Mas eis que Madre Teresa, com um sorriso singelo e modesto, respondeu: “Meu filho, para que toda essa desgraça que você acabou de testemunhar deixe de existir apenas duas coisas necessitam melhorar”. E completou: “Eu e você”. Está aí, nestas sete letras, o perfeito e sábio resumo do problema da raça humana.
Ao saber desse episódio fiquei a pensar em uma pintura de Georges Rochegrosse (acima) magistralmente descrita pelo escritor português Albino Forjaz de Sampaio: “É um quadro que representa a vida. No primeiro plano muitas criaturas erguem o braço para chegar mais alto. Homens de casaca tão corretos como se fossem para um baile. Homens condecorados e homens banais, velhos e moços, misturam-se e empurram-se, disputando-se numa agonia pavorosa, num combate sem nome. Aquele monte é a ambição de subir na vida. Atrás, pela riba acima, numa escalada vertiginosa, aparece uma maré cheia de cabeças ululantes, estranguladas pela ambição, correndo, empurrando-se, pisando os que ficam. Todos daquela multidão ávida querem ser os primeiros. O lugar é disputado a soco, a murro, a dente. O caminho que leva ao triunfo é uma cena medonha que mais parece a fuga duma derrota”.

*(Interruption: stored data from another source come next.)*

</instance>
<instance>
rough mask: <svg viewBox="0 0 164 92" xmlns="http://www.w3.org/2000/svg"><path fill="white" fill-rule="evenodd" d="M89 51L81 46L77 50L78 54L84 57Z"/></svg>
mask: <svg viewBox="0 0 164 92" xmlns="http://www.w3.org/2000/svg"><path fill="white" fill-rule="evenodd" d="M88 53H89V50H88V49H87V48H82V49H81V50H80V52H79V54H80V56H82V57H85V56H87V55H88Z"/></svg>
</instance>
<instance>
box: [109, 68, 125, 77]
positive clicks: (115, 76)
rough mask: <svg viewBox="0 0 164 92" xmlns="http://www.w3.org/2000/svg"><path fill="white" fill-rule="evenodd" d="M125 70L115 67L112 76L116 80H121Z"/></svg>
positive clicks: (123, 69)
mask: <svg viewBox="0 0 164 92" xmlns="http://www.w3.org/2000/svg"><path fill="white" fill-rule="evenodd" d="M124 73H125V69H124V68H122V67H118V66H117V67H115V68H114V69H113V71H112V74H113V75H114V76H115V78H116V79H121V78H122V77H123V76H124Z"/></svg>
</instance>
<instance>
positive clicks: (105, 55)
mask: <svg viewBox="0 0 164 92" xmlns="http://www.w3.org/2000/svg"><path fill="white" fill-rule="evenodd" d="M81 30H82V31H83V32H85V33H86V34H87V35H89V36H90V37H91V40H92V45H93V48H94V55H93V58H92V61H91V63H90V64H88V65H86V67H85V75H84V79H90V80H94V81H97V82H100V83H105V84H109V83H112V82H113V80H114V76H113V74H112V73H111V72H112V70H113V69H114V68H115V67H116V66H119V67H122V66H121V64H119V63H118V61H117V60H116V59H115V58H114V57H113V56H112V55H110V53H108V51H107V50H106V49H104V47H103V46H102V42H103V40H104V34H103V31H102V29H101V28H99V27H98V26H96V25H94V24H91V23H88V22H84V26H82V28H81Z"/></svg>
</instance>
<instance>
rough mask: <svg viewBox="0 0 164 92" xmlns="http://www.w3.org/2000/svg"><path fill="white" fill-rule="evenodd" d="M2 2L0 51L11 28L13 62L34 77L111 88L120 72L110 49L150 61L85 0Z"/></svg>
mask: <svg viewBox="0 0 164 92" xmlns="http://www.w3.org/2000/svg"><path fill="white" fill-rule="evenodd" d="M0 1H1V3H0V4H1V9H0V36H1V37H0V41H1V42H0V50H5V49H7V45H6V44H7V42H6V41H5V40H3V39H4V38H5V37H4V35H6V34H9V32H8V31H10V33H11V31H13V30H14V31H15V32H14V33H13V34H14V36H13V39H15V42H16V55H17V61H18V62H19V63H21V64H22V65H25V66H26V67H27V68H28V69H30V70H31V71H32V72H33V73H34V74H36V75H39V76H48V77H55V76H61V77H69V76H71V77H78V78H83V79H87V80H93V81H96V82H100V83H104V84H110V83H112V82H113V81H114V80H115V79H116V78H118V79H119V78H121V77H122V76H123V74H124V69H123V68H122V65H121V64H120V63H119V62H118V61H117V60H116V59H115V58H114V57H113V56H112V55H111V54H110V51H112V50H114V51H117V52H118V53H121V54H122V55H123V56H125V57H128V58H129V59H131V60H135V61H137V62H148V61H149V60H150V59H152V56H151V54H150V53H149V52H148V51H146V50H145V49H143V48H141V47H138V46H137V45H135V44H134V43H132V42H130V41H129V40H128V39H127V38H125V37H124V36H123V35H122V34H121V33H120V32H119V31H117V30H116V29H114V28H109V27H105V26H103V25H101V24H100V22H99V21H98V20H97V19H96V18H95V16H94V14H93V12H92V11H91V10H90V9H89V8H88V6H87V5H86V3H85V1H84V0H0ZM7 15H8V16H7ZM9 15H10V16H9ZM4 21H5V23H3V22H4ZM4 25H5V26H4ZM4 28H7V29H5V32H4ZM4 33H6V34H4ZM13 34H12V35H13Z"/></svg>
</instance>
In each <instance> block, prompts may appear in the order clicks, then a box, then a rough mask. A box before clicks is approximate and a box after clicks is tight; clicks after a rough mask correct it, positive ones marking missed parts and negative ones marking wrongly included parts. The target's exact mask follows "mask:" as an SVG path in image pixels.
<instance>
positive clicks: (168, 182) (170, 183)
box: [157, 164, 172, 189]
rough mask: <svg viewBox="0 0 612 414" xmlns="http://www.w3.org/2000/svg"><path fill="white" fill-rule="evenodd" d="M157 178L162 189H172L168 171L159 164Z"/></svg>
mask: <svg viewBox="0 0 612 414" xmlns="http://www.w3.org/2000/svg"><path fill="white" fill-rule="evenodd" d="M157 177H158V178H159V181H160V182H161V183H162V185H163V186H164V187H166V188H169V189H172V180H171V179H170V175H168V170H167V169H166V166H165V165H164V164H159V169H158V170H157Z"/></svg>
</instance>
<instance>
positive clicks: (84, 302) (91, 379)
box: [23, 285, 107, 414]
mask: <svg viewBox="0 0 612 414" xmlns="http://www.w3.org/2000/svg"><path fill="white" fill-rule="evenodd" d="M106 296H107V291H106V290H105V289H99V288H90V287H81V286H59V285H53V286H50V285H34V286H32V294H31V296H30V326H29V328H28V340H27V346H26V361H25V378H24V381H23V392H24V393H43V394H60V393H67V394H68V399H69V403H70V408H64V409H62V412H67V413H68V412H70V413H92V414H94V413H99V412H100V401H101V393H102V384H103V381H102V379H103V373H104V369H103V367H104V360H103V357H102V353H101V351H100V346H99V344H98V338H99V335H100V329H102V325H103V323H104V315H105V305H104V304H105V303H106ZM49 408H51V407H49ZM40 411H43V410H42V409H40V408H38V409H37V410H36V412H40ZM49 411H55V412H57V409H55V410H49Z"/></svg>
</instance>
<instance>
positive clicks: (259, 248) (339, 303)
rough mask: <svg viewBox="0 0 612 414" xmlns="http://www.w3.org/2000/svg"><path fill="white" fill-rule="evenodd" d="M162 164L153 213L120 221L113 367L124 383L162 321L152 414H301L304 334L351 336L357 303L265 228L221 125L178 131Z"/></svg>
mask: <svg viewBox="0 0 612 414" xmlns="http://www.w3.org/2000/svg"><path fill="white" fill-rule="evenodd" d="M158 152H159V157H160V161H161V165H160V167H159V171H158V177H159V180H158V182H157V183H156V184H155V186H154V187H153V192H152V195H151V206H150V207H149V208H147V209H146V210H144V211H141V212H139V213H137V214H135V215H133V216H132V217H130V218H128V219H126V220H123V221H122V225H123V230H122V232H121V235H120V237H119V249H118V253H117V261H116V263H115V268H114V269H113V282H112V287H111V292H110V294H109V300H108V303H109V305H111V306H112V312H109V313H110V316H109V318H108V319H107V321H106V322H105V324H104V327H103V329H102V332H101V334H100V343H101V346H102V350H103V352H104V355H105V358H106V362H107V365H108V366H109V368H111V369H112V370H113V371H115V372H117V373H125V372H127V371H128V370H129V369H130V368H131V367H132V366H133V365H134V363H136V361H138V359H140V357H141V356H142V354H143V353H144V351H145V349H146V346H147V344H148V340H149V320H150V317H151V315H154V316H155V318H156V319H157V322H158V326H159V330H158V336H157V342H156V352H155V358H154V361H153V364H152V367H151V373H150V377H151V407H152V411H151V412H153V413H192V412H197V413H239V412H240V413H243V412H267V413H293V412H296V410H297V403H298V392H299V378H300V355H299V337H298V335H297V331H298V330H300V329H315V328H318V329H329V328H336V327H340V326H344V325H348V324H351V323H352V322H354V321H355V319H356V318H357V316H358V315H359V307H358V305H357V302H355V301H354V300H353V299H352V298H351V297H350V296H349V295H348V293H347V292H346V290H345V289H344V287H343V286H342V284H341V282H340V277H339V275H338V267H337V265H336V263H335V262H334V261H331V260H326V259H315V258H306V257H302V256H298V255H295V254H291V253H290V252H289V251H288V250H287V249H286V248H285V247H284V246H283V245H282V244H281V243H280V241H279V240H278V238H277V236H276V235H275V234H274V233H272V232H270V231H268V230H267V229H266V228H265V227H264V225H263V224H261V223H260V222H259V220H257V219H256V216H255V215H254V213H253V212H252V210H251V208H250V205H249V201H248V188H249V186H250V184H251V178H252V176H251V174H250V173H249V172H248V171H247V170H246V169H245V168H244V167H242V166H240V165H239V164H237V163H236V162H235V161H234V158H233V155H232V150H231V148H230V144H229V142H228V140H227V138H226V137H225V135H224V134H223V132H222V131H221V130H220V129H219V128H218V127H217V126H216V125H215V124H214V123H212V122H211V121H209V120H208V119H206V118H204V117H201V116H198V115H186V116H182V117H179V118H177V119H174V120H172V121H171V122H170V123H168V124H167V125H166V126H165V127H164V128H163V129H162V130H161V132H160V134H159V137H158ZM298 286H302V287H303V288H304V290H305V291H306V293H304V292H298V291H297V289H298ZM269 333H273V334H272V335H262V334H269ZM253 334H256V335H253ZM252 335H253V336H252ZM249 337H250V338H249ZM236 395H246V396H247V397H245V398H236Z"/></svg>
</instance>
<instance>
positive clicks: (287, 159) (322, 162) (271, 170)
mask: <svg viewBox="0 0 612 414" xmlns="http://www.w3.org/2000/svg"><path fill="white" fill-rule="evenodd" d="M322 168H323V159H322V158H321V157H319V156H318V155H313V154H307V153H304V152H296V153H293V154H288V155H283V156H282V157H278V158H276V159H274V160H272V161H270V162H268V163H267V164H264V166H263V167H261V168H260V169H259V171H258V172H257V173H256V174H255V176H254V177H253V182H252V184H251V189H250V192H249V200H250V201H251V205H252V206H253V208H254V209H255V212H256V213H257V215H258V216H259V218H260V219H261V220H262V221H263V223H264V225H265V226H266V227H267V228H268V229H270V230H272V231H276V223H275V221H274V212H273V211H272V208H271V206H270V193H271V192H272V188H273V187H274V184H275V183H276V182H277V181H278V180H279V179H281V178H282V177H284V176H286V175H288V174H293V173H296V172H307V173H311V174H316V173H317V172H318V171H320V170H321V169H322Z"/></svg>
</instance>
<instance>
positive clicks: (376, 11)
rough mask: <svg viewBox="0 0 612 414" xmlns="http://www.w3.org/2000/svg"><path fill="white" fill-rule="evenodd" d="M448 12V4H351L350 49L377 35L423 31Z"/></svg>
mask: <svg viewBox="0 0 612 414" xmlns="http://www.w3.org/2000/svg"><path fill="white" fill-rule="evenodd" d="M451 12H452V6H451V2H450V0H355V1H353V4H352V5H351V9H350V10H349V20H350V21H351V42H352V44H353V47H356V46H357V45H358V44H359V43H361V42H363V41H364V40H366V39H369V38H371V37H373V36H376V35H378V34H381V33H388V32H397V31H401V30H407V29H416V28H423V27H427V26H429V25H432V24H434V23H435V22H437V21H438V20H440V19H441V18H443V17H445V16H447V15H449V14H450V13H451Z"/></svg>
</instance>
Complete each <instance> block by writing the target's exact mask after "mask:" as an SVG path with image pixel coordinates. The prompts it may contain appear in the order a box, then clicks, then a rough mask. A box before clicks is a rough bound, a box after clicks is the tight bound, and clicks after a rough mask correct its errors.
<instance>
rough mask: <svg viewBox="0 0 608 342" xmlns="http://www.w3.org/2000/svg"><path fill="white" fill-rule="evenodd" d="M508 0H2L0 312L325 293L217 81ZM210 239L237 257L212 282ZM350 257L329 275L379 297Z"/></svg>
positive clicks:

E prossegue o escritor lusitano: “Não há trégua, não há descanso. Cada um vigia sempre o seu vizinho, espreita se ele cai, e tripudia, espreita se ele sobe, e inveja-o. Trava-se um combate em que o mais cruel, o mais forte, o mais canalha, é que triunfa. Nada de piedade nem de compaixão. Se não esmagares, serás esmagado. Não há tempo de olhar, nem de pensar sequer. Avançar seja como for, custe o que custar”.
Não há necessidade de se ir a museu algum para olhar este quadro de Rochegrosse. Basta prestar atenção na cena pavorosa de crianças disputando comida com ratos pelas favelas, vítimas de um desperdício brutal de recursos públicos e privados – lá estará esta pintura, sem retoques, gritando de forma doída que eu e você temos que melhorar!